BCR-ABL tyrosine kinase inhibitors (TKIs) are successful treatments extensively used to treat chronic myeloid leukemia (CML). Recent investigations demonstrate that new generation TKIs (dasatinib, nilotinib, bosutinib and ponatinib) increase the risk of thromboembolism at all arterial location in CML patients compared with the first generation (imatinib). To date, the pathophysiology of these events is poorly understood but clinical data suggest that new generation TKIs might accelerate atherosclerosis and induce plaque rupture. The stability of atherosclerotic plaque correlates to the thickness of its fibrous cap. A major mechanism inducing fibrous cap thickening is the production of matrix metalloproteinases (MMPs) by macrophages that degrade components of the fibrous cap. Until now, the impact of BCR-ABL TKIs on monocytes and macrophages have been little studied (Table 1).
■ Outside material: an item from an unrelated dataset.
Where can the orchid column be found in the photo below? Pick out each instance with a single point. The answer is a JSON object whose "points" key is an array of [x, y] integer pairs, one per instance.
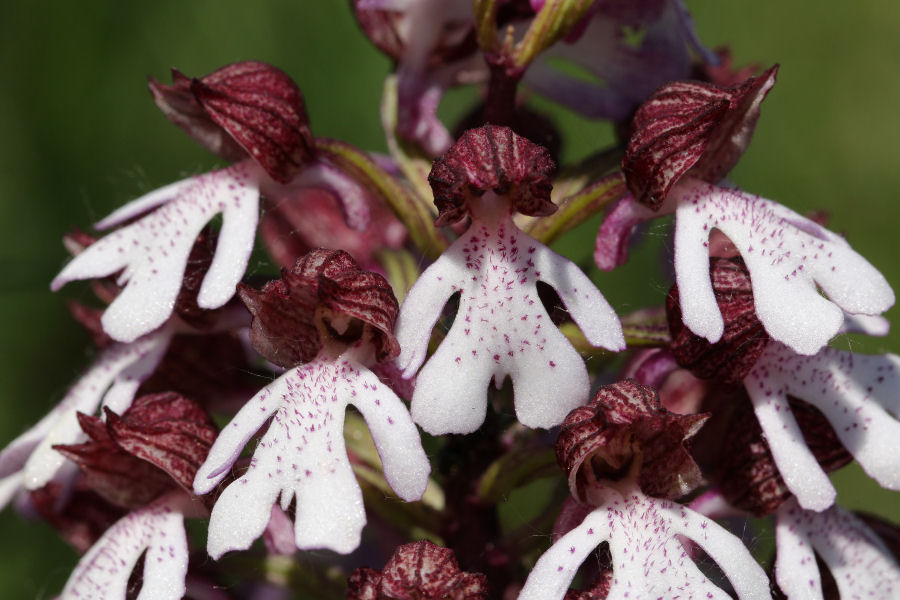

The aim of this research is to determine using in vitro model, the effect of BCR-ABL TKIs on MMP production.
The 5 BCR-ABL TKIs were tested at 3 clinically relevant concentrations. The THP-1 cell line was used to assess the effect of TKIs on human macrophages. THP-1 cells were differentiated to macrophage using PMA at 100ng/mL during 24h. Macrophage viability after 24h and 48h of treatment with TKI was assessed using MTS and LDH assays following standard protocols. Production and activity of 2 MMPs (MMP-2 and MMP-9) were assessed by gelatin zymography. Differentiated THP-1 were treated with TKIs during 24h and 48h. Media from these cultures were then loaded in SDS-PAGE gels in which gelatin was copolymerized. After electrophoresis, proteins were renatured and gels were incubated in developing buffer to induce gelatin lysis. Gels were finally colored by Coomassie blue to reveal lytic bands.
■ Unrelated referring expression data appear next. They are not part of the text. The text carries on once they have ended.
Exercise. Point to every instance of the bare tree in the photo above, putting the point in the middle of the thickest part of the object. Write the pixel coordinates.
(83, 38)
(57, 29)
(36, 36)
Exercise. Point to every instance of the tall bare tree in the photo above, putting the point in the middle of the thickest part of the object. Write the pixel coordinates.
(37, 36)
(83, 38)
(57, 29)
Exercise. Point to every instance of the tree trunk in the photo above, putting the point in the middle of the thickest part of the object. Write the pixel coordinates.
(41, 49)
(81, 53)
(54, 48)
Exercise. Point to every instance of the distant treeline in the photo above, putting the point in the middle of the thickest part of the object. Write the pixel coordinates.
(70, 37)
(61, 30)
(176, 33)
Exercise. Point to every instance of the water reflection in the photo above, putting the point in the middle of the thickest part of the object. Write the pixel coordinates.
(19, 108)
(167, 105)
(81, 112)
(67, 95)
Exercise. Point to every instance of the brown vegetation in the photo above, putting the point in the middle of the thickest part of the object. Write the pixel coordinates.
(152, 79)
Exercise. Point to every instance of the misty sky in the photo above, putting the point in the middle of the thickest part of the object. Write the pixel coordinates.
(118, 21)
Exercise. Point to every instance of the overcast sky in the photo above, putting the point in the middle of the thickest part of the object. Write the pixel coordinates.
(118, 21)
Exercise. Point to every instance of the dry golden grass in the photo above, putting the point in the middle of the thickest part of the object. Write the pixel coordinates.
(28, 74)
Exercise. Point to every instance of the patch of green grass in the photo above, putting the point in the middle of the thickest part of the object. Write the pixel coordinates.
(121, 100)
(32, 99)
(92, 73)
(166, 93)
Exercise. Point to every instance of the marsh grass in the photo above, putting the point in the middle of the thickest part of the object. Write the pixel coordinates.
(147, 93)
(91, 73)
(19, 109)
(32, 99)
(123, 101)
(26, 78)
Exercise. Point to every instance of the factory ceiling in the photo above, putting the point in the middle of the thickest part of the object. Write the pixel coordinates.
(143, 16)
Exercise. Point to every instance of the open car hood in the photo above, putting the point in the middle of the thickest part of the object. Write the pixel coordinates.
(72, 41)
The 5 BCR-ABL TKIs possess few impact on THP-1 viability. MTS assay demonstrate decreased metabolic activity with nilotinib at high concentration (2µM), oppositely to increased cell metabolism with high-dose bosutinib (2µM). LDH assay indicate increased cell death with high-dose (2µM) nilotinib, and decreased cell death with dasatinib (0.5µM).
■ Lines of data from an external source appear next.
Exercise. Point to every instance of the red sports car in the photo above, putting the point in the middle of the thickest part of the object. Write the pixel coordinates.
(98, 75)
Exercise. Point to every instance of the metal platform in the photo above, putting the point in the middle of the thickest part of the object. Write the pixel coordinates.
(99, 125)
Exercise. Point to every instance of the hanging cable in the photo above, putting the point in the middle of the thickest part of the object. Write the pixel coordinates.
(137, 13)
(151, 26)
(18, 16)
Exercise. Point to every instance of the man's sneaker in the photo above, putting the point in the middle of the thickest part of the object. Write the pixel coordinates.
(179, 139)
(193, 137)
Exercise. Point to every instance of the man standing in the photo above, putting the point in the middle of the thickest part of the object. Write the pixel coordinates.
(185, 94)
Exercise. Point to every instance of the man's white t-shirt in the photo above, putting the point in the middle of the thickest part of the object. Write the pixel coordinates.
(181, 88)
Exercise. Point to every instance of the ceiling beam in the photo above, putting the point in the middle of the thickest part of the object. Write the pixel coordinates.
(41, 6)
MMP-2 and MMP-9 are 2 MMPs highly involved in atherosclerotic plaque rupture by degrading collagen, a major component of the extracellular matrix. Gelatin zymography is a common method for examining MMP-2 and MMP-9 in media samples. Results demonstrate no difference between TKI in MMP-2 and MMP-9 production and activity after 24h of treatment. After 48h of treatment, imatinib at the highest dosage (5µM) increases production of the active form of MMP-9 after 48h of treatment. Nilotinib at 2µM induces decreased production of activated MMP-9, which might be the result of decreased cell viability. Other BCR-ABL TKIs do not affect the production and activity of MMP-2 and MMP-9 by THP-1.
New generation BCR-ABL TKIs have a few impact on macrophage survival as well as on MMP production and activity. These results do not suggest high impact of BCR-ABL TKIs on macrophages and vascular occlusive events are probably not mediated by impact on macrophages.
No relevant conflicts of interest to declare.
Asterisk with author names denotes non-ASH members.